For the one title (42a) that uses “Articles” in place of “Chapters” the value is prefaced with an A:

2-101:A002

These tiddlers are bundled together into a plugin, along with the procedure that accepts a statute reference (such as 10-222gg), splits it into the title (10) and section number (222gg), then looks up the section number in the dictionary tiddler for title 10, to find that we’re in chapter 170, then constructs the URL for that and builds a link out of it. (I think a useful refactoring at some point would be to extract the URL generation into its own public procedure, and layer the link generation as a thin shell around that. We’ll see.)

That code is relatively simple, although the Article/Chapter handling adds complexity, as does a second optional parameter that lets you display text different from the statute reference. It looks like this:

\procedure cgs(section, text)
<$let
  title={{{ [<section>split[-]first[]] }}}
  sect={{{ [<section>removeprefix<title>removeprefix[-]] }}}
  display={{{ [<text>!match[]then<text>else<section>] }}}
  _chap={{{ [[$:/plugins/crosseye/statutes/cgs/title/]addsuffix<title>getindex<sect>] }}}
  type={{{ [<_chap>prefix[A]then[art]else[chap]] }}}
  chap={{{ [<_chap>trim:prefix[A]] }}}
>
<% if [<chap>!match[]] %>
<a href=`https://www.cga.ct.gov/current/pub/$(type)$_$(chap)$.htm#sec_$(section)$` target="_blank" class="cgs"><<display>></a>
<% else %>
<<section>>
<% endif %>
</$let>
\end

This plugin is included in the latest version: $:/plugins/crosseye/statutes/cgs

@etardiff: I opted not to go for the version like

chap170: ... 10-222ff 10-222gg 10-222hh ..., 

because the logic to handle that is significantly more complex. (I don’t think Mario’s plugin would help, although I admit to only skimming the docs.) And it would by its very nature be less performant. I originally thought that this would be much more compact, because we don’t repeat the chapter number, but with all the repetition of 10- in the sample or whatever title number we’re using, we don’t save much. At some point I may play with it, just to be sure, but it’s falling to low priority at the moment.


This takes a lot more storage than my initial approach (which is still available for comparison in version 0.1.2), but the code feels cleaner, and that’s what I was looking for.

Thank you, @TW_Tones, @etardiff, and @pmario, very much for your help! I’d love to hear any feedback, but I feel I have this in good enough shape right now to move back to working on the main content.

2 Likes

It makes me ask the question if we could use the tm-http* messages made available a few versions ago to test each of a filtered set of html links for validity, that is that the destination exists.

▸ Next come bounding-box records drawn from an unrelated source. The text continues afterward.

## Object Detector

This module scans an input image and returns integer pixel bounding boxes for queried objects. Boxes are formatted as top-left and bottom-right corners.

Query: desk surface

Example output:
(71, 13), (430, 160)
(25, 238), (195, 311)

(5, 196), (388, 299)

Hmmm, I’m not sure if this is what you meant, but I could see that as an interesting alternative for the Article/Chapter distinction. Most everything is a Chapter, but a few are called articles, and we could first test if the content we’re looking for is under chap_NNN and if not, check art_NNN. It might simplify a bit of the logic. But that would have to come at the expense of making an HTTP for every such link we want to render.

To use if for sections would be more problematic, since that would involve parsing the chapter(/article) documents. I definitely wouldn’t want to do that in real time.

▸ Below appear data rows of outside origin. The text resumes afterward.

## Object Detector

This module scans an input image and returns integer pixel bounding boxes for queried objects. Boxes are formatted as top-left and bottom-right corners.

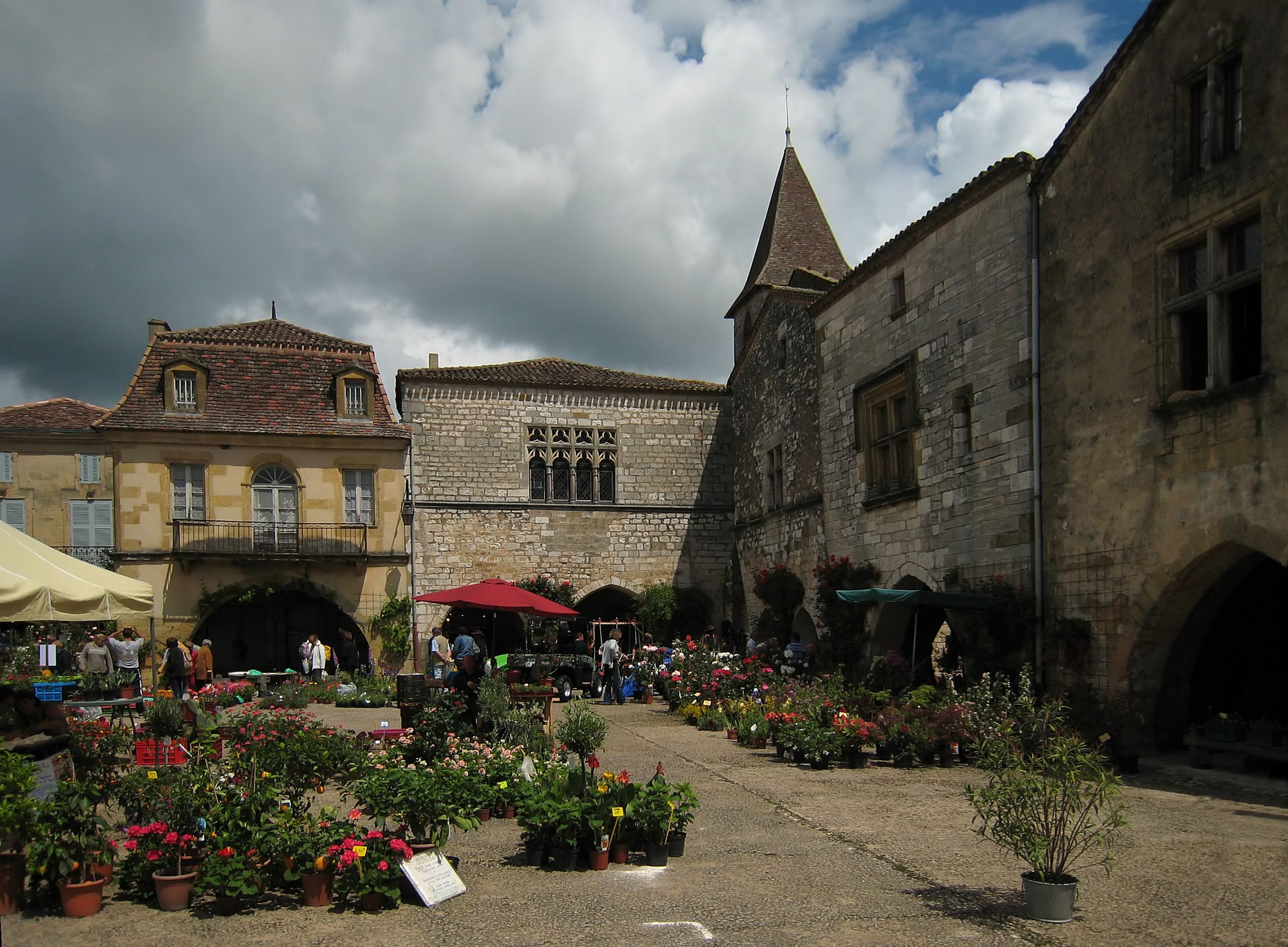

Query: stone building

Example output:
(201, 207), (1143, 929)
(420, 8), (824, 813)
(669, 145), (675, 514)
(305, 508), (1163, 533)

Or did you have some other idea entirely?

I was only thinking once you construct the links that initialy or in a couple of years if there were a way to have all the links tested to ensure no “link rot” had occured.

  • Something any wiki with external links could benifit from.
1 Like

This could be related to this item Using links[] in current tiddler which would support extracting a full prety/title/link from the content of one or more “links” within a tiddler.

  • ie; Each tiddler could do a link rot test of external links once opened. may be a long bow to draw, but maybe not.

That’s an interesting concept. I don’t think it would work well here, as we’d actually have to parse the page, and not just check HTTP headers, since our links all have a #fragment-identifier, pointing to a part of the page. We’d have to parse to know if that id actually exists. But I can see the potential usefulness in other circumstances.